In a world of strict data protection laws, which give individuals control over their data and regulate who controllers can and cannot share personal data with, businesses will not only need to be provided with incentives to share data but also legal certainty that by making their datasets available to others they do not infringe intellectual property rights of third parties, fail to comply with data protection obligations or breach competition law. To achieve its three key objectives, the Commission will need to present fair and clear rules on data access and use that provide legal certainty to all parties involved.

Impact on businesses

The Commission's proposals build on its previous initiatives like open banking (covered in a separate legal update), which required banks to share a customer's data with third parties with that customer's permission. Last year, the Open Data Directive entered into force; this has encouraged EU Member States to make as much information from the public sector available for re-use as possible. Most recently, during the COVID-19 pandemic, researchers and funders have been encouraged to ensure that research findings and data relevant to the outbreak are shared rapidly and openly to inform the public health response.

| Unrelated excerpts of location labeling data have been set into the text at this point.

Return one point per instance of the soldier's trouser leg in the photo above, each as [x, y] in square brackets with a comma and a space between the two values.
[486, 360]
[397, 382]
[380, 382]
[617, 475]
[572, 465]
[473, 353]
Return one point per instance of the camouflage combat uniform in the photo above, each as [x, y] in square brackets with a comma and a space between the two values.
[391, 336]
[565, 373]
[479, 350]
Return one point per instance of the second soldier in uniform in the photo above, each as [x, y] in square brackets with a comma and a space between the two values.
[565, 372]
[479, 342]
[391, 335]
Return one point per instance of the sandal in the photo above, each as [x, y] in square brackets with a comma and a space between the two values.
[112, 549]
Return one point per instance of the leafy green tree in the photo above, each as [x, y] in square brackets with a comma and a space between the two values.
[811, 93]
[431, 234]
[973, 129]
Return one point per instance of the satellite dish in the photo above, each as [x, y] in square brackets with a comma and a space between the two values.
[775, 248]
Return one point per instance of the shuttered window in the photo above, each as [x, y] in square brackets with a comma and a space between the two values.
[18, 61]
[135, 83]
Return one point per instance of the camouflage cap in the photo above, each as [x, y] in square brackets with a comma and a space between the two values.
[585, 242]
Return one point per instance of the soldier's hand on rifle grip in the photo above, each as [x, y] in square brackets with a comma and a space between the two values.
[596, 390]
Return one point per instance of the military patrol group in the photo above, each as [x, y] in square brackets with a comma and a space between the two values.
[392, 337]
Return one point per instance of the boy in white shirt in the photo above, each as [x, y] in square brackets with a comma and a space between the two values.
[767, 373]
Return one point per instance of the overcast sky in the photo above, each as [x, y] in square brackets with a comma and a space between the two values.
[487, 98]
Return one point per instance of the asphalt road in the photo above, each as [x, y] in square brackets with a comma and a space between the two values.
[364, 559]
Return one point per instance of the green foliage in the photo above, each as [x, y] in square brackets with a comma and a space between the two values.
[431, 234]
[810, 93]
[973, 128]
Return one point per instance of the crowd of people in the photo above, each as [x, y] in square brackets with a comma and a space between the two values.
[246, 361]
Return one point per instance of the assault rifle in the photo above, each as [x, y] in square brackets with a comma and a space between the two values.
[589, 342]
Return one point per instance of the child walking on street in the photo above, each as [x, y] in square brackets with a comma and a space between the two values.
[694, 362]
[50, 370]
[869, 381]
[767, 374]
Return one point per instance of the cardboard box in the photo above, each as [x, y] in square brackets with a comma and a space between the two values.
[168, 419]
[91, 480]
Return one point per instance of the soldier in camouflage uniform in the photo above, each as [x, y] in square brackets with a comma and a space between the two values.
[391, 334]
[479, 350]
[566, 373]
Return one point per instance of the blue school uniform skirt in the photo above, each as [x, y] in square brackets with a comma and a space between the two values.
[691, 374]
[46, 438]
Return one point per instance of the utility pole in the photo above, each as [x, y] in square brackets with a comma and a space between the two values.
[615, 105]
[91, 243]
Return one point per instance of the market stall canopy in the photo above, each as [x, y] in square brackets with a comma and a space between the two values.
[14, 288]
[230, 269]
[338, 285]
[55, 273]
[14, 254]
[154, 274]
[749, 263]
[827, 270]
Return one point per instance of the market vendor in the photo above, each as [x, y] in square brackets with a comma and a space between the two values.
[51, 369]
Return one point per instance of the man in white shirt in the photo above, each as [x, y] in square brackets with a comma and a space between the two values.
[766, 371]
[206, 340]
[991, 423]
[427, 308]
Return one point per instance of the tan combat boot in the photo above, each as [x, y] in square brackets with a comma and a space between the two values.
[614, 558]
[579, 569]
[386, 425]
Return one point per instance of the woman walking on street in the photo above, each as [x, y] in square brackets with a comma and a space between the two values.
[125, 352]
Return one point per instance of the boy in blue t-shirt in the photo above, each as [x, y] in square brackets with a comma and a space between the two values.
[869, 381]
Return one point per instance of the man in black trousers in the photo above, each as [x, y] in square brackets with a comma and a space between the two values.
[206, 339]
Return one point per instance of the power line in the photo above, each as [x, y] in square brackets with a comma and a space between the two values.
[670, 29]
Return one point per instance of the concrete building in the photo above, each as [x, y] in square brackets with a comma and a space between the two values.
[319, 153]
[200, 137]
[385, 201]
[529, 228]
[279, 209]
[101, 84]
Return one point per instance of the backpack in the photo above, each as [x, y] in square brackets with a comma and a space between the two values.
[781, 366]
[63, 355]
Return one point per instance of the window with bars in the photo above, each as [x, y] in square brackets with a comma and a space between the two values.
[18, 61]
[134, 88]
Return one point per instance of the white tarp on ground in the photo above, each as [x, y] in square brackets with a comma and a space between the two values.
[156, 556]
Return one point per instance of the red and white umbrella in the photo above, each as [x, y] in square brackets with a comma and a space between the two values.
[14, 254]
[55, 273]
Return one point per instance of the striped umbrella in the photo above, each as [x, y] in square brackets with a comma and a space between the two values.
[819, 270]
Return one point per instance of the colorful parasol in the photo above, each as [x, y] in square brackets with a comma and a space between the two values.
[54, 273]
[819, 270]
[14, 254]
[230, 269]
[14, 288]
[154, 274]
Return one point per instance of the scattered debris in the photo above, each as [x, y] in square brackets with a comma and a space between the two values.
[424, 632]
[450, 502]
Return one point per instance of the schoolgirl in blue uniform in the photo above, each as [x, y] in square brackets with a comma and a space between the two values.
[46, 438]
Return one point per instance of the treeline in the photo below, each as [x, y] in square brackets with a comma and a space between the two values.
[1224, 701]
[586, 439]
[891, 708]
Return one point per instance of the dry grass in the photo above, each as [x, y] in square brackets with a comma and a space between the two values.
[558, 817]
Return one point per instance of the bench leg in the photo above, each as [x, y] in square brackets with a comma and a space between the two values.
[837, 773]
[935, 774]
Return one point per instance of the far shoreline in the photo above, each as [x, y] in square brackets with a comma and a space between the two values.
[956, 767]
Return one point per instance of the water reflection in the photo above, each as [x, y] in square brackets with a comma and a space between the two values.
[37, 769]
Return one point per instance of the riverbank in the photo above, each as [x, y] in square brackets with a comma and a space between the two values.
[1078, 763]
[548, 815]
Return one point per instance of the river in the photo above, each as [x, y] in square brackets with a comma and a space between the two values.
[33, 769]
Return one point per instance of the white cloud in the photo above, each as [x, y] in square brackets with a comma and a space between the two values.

Depending on the wording of the final proposals from the Commission, businesses will need to consider carefully what personal and non-personal data they hold and whether any of this data might fall under the Commission's proposals for facilitating data sharing. This can present various opportunities for businesses that are able to take advantage of the increased data flows and leverage the data made available by the public sector and other businesses. However, all parties involved will need to ensure that their respective behaviour is compliant with competition law, especially in relation to information sharing, and the applicable data protection legislation and intellectual property rights in that data enjoyed by others.

While the UK Government is not expected to adopt any legislative proposals coming from the Commission after the end of the Brexit transition period, the Commission's proposals are likely to have an impact on any businesses operating in the EU regardless of their country of incorporation.

Moreover, the UK Government has announced in its Spring Budget that it will create a digital markets taskforce within the Competition and Markets Authority and accept all six strategic recommendations from last year's Furman report on Unlocking digital competition, which included a recommendation to advance data openness and access to non-personal or anonymised data. It is therefore likely that like the EU, the UK will implement rules to encourage and facilitate data sharing in the private sector.

At the moment, it is not clear what the impact of the COVID-19 pandemic will be on the Commission's proposals but it is likely that any strategic legislative proposals will be delayed as a result of the pandemic. However, the Commission and / or national governments might potentially speed up their efforts to encourage data sharing with public authorities to evaluate the effectiveness of social distancing measures, analyse where serious outbreaks of the pandemic might occur and/or warn individuals who have recently been in touch with individuals exposed to the virus.